Expo Maastricht
Oerwalvis zwom ooit in Limburgse zee
Hij was elf meter lang en zwom in de subtropische zee die Nederlands-Limburg en het zuiden van onze provincie ooit overspoelde: de oerwalvis.
Een expositie in het Natuurhistorisch Museum in Maastricht belicht de evolutie van het uitzonderlijke dier. Hoe een parmantig hertje een
zeemonster werd.
In één oogopslag wist hij dat het iets exceptioneels was. Onooglijke broze botfragmenten leken het, maar voor hem een sensatie. “Het kon walvismateriaal zijn of zeekoe. Ik realiseerde me dat dit in elk geval van een zoogdier was en dus van een uitermate grote zeldzaamheid.” Het was een miezerige dag in 1979 dat conservator Lex Meijer van het Natuurhistorisch Museum in Maastricht naar de ENCIgroeve was geroepen, waar de beroemde geoloog Werner Felder ‘iets’ had gevonden. Samen met diens broer Sjeuf Felder kamden ze het gebied uit. ”We hadden de pech dat het gebied net helemaal leeg gebulldozerd was.” Toch vonden ze met enige hulp tientallen fossiele stukken bot.

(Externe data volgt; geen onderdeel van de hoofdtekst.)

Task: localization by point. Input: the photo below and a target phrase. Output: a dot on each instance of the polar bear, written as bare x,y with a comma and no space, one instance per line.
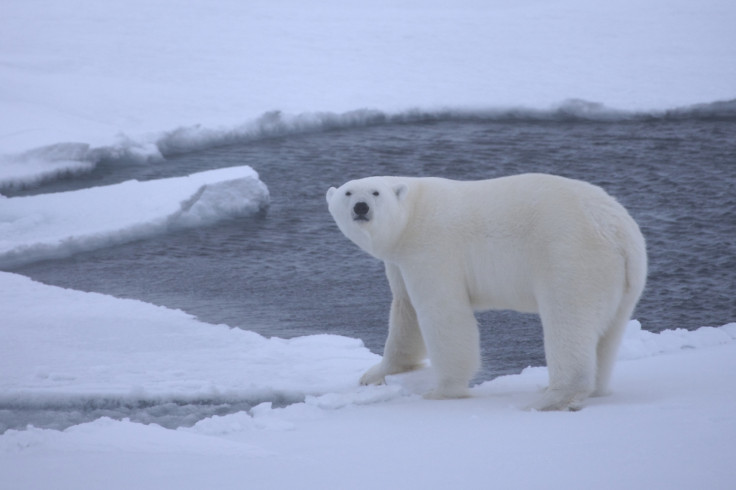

Lex Meijer herinnert zich dat lang niet iedereen onder de indruk was van de vondst. ”Ze zeiden: gooi het maar weg, het is zo onherkenbaar. Maar ik heb het nodig gevonden om het toch in de collectie op te nemen.”
Achterflippers
Tientallen jaren lagen een paar van de botresten achteloos in een vitrine, met de summiere aanduiding ‘walviswervels en -ribben’. Totdat walvisexperts Henk Jan van Vliet en Mark Bosselaers zich erover bogen. Zouden dit geen resten van een oerwalvis kunnen zijn? Verschillende experts bogen zich erover en concludeerden dat het inderdaad een exemplaar is uit de familie van archaeoceti, de eerste soort walvissen op aarde, 33 tot 37 miljoen jaar oud. Paleontoloog John Jagt van het museum: ”Hij lijkt erg op de mosasaurus, maar had geen achterflippers, alleen stompjes.”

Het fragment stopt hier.